The area of public policy that has seen perhaps the greatest application of these principles is traffic management, where there is a well-documented movement away from over-management and towards setting minimum rules for self-organising behaviour (watch out for an forthcoming Aid on the Edge post on this topic). But there have also been applications in large-scale infrastructure projects, urban development, decentralisation projects in national government, crisis response planning, epidemics modelling, and analysing knowledge flows in organisations.
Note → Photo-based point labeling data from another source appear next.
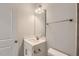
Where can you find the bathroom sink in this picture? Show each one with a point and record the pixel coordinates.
(33, 40)
(34, 47)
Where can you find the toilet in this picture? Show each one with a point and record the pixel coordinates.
(53, 52)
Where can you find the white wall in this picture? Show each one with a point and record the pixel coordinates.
(62, 36)
(24, 22)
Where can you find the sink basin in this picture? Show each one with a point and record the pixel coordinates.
(34, 47)
(33, 40)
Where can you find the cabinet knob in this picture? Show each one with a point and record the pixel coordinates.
(16, 41)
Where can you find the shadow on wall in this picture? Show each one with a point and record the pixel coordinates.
(21, 49)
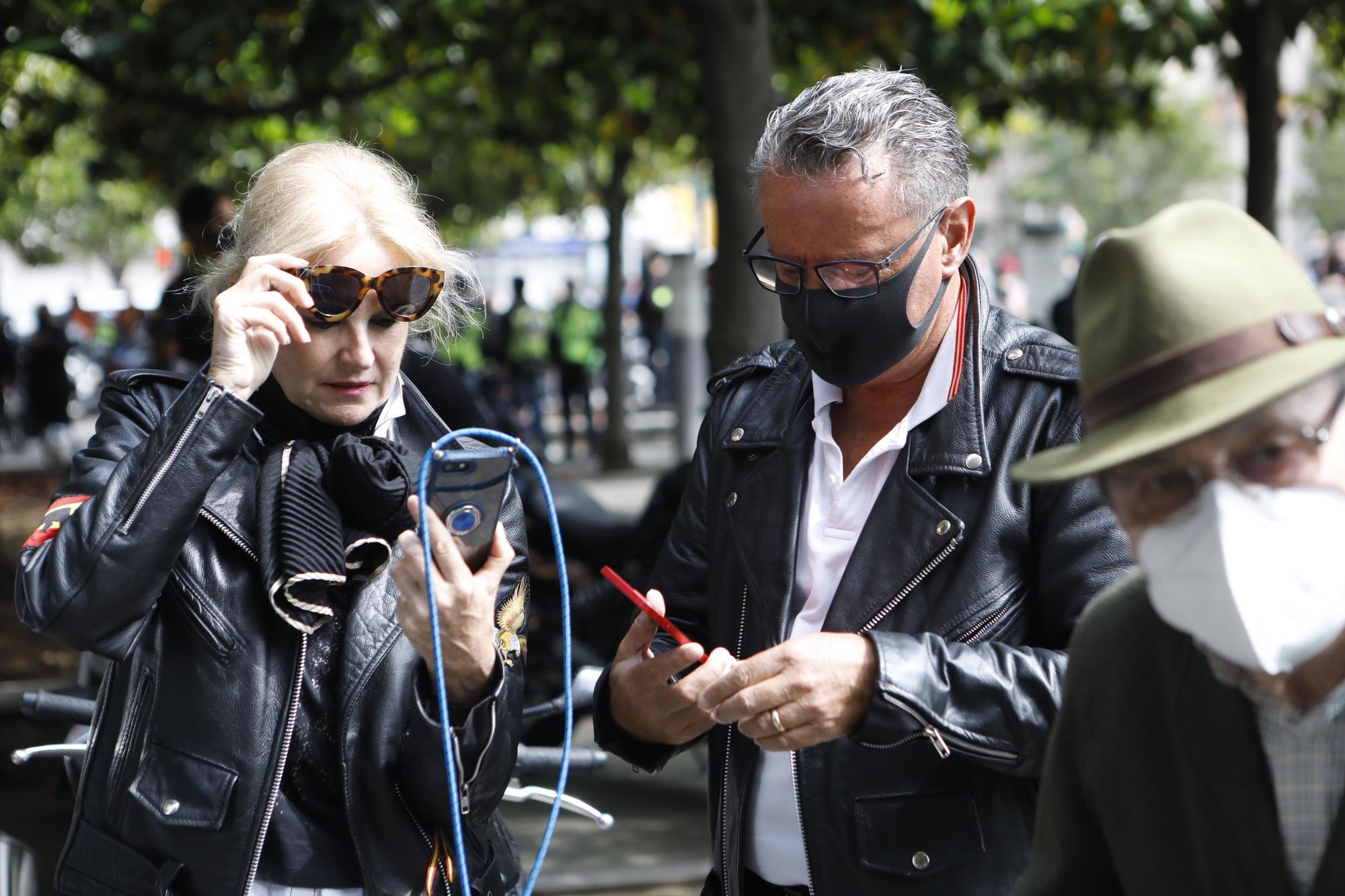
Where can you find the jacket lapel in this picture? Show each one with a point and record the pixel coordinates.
(909, 529)
(1221, 748)
(765, 509)
(373, 614)
(1331, 873)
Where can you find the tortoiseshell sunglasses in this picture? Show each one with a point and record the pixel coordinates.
(406, 294)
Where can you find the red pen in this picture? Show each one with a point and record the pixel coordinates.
(638, 599)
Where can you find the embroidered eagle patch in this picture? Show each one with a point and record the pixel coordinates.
(60, 510)
(509, 623)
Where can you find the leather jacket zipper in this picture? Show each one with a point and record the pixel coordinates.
(939, 740)
(420, 829)
(280, 766)
(215, 392)
(911, 585)
(987, 624)
(945, 741)
(804, 833)
(728, 744)
(231, 534)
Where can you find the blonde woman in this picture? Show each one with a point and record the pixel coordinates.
(268, 723)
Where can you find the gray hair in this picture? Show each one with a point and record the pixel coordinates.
(853, 118)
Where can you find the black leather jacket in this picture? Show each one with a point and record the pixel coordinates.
(158, 571)
(968, 581)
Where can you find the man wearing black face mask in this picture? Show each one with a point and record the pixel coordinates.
(887, 610)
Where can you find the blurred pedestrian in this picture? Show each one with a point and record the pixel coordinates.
(1331, 271)
(575, 350)
(182, 331)
(1200, 747)
(527, 334)
(268, 724)
(887, 611)
(46, 385)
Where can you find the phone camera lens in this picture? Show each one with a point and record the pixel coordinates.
(465, 520)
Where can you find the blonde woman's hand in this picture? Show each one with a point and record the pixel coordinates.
(254, 319)
(466, 604)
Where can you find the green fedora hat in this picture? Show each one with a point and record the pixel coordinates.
(1187, 322)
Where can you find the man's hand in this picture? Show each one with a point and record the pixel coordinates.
(644, 701)
(818, 685)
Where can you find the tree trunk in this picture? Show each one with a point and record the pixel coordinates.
(1261, 34)
(738, 95)
(617, 451)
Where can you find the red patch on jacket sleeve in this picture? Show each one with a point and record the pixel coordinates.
(60, 510)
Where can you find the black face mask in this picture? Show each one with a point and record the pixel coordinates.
(849, 342)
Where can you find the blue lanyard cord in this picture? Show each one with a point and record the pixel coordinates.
(450, 744)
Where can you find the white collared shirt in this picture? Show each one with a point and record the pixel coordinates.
(836, 509)
(393, 408)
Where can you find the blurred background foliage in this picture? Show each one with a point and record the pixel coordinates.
(111, 106)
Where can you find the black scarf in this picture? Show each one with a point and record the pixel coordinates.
(332, 501)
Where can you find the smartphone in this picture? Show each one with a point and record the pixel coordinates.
(467, 494)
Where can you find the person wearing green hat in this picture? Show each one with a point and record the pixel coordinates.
(1200, 745)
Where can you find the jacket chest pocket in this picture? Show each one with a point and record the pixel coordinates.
(184, 790)
(995, 618)
(918, 834)
(201, 615)
(130, 745)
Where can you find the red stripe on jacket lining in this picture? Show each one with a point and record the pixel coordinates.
(962, 335)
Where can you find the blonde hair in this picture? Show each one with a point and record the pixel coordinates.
(318, 197)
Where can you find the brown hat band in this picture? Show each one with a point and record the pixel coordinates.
(1171, 372)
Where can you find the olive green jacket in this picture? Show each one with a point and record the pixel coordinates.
(1156, 780)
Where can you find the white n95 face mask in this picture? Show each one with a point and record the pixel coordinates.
(1253, 573)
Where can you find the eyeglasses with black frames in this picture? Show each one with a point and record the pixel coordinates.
(849, 279)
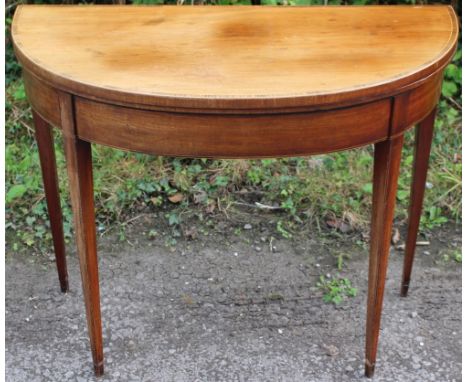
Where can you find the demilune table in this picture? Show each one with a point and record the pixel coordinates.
(234, 82)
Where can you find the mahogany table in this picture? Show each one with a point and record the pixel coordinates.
(234, 82)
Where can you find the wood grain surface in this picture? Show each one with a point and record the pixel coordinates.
(234, 57)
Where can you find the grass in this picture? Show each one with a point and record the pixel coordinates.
(302, 192)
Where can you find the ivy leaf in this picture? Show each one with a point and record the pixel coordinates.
(449, 89)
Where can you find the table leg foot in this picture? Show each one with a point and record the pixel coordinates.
(387, 157)
(99, 369)
(422, 149)
(45, 144)
(369, 370)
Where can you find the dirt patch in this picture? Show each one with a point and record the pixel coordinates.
(234, 303)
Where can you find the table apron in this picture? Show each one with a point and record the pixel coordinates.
(231, 136)
(238, 135)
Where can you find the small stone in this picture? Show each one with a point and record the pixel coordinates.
(331, 350)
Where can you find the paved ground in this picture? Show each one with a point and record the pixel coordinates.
(229, 311)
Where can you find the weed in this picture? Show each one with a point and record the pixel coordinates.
(336, 290)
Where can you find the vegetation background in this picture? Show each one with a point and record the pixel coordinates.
(327, 192)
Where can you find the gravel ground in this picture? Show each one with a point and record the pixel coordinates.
(229, 311)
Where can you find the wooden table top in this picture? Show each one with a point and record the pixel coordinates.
(234, 57)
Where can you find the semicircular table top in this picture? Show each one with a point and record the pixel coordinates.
(234, 57)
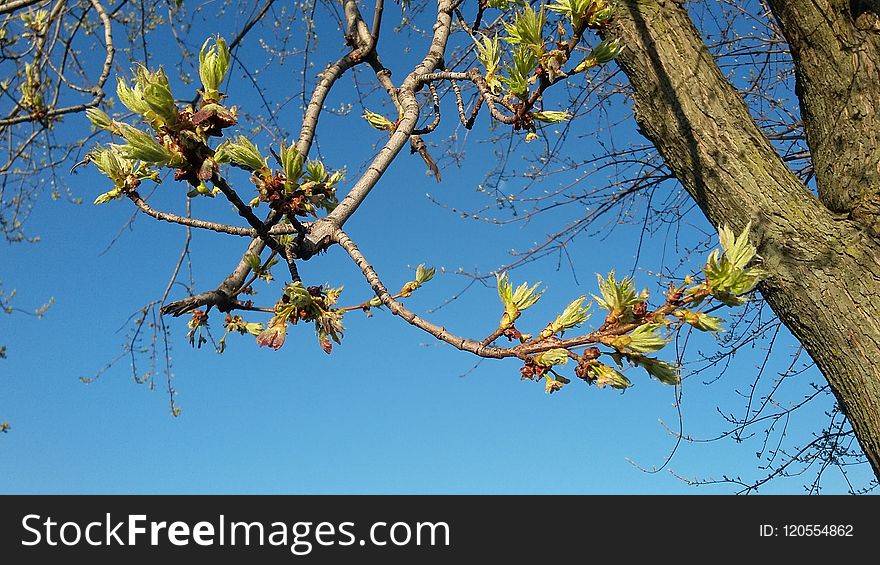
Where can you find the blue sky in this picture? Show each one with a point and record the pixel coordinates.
(391, 410)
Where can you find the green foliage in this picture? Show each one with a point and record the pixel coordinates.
(213, 66)
(378, 121)
(602, 375)
(551, 117)
(423, 275)
(601, 54)
(664, 372)
(700, 320)
(519, 74)
(291, 163)
(574, 315)
(527, 30)
(575, 10)
(144, 147)
(515, 301)
(552, 357)
(241, 152)
(728, 275)
(489, 54)
(644, 339)
(617, 297)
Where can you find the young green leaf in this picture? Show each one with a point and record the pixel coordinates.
(213, 66)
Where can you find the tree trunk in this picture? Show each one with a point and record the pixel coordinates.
(824, 267)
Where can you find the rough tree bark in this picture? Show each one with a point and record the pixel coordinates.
(822, 254)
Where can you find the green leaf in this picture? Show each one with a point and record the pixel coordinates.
(378, 121)
(515, 302)
(551, 117)
(241, 152)
(601, 375)
(616, 296)
(643, 339)
(519, 74)
(600, 55)
(291, 163)
(489, 54)
(726, 274)
(664, 372)
(527, 30)
(213, 66)
(424, 274)
(700, 320)
(99, 118)
(143, 146)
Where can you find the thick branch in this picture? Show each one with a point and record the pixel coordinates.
(823, 271)
(836, 49)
All of these areas have relevance for aid agencies working on development and humanitarian issues. But a cautionary note must be struck. It is important not to get carried away with the idea of self-organisation – instead what is needed is to critically engage with the possibilities in an objective fashion. Otherwise, as Dave Snowden put it recently on KM4Dev, we may fall prey to “…the ideological use of ‘self-organisation’ and ’emergence’…”
While self-organisation can and does happen in a variety of social, economic and politcial realms, its use in public policy can increasingly be described as politically motivated “bad science”. In broad terms, such arguments hinge on using complexity principles to argue for less government and more free markets as a means to achieving economic or societal goals.
How to guard against such applications? Well, first, there is little evidence for such political statements in the serious complexity literature. This is certainly one way of warding off the inappropriate use of these ideas. But then such political claims seldom need evidence – an illusion of scientific authority will usually suffice.
Perhaps the strongest arguments against such politically-driven uses is to carefully illustrate the range of situations where self-organisation is neither good nor desirable. The credit crunch is a now-classic example of how a lack of regulation can lead to serious problems and the need for extensive government intervention down the line (see an earlier post on the financial crisis through a complexity lens). And as I have argued elsewhere:
A study of the role of self-organisation in the Rwandan genocide (Bhavnani, 2006) argues that the levels of mass participation can be partly explained by a self-organising emergence of a violence-promoting norm among the Hutu community, such that killing Tutsis became the norm among members of the ethnic group. This self-organisation… was driven by complex patterns of interactions among individuals forming Rwandan society. The study concludes that the frequently attributed causes of the genocide – including the death of the Rwandan president in a plane crash, the ethnic tensions and the post-war culture in Rwanda at the time – are at best partial explanations that need to be related to the bottom-up collective processes of violence through which the genocide unfolded.”
It should be clear that the self-organised structures and patterns that emerge from a mass of complex interactions need not necessarily be ‘good’ for all those involved. Self-organisation is itself a neutral concept, and one that cannot be simply applied to any situation where government plays a minimal role. In fact, most social complexity theorists would argue that the key issue is one of balance – of identifying how planners, strategists, managers and front-line staff might better understand and work with self-organising processes and systems in ways that might lead to beneficial changes down the line.
So watch the slime mould, by all means, but remember that we are dealing with rather different problems and issues when we are working in complex social human worlds. And anyone who says different is more than likely selling you something.
(Really dedicated readers can watch a slime mould network forming on YouTube, along with various fungal activities.)